The Tool Architecture of Claude Code | Statistical Intuitions

Introduction

In a previous post, we reverse-engineered the Anthropic Harness's memory system from its leaked source code. Memory turned out to be surprisingly simple — markdown files, frontmatter, and prompt engineering. The tool system is the opposite. It is the most engineered subsystem in the entire codebase: 43+ tools, a streaming execution pipeline, a layered permission system, a hook framework, and a concurrency scheduler — all wired together to turn a stateless language model into something that can read files, run shell commands, search the web, and spawn sub-agents.

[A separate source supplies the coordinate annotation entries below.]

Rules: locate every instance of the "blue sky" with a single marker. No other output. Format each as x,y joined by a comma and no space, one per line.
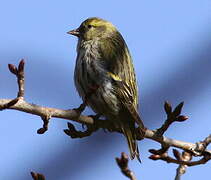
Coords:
170,44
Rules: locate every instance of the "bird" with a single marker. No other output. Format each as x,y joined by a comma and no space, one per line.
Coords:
105,79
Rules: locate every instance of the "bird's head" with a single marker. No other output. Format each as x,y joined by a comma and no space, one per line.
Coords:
93,28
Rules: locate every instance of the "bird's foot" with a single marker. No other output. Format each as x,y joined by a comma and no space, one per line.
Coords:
81,108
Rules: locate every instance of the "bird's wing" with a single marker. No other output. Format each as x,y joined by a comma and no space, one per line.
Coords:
124,94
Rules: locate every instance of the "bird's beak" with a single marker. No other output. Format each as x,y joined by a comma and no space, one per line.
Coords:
74,32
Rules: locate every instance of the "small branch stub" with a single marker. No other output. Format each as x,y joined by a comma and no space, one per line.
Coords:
37,176
123,165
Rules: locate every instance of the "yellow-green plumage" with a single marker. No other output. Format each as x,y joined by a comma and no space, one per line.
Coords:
104,65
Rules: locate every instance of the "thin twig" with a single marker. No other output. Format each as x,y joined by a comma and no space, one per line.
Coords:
123,165
37,176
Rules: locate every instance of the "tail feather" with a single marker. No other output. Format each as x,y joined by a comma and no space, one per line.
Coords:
131,140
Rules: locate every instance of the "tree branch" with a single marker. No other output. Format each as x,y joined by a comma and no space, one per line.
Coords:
93,123
123,165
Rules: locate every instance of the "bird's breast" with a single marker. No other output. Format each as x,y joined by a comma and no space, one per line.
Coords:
91,79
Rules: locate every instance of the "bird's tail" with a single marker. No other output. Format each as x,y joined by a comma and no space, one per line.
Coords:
131,140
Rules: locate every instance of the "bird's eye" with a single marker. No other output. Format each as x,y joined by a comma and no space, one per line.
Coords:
89,26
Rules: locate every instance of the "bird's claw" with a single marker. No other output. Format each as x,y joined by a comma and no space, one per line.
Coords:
81,108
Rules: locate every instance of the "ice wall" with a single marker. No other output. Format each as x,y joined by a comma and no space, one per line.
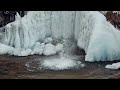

This post walks through the entire tool lifecycle, from how a tool is defined, to how the model's tool calls are dispatched, to how results flow back into the conversation. The system boils down to four layers: a tool interface that every tool implements, a registry that assembles the tool pool, a dispatch pipeline that validates, permissions-checks, and executes each call, and a concurrency scheduler that decides what runs in parallel.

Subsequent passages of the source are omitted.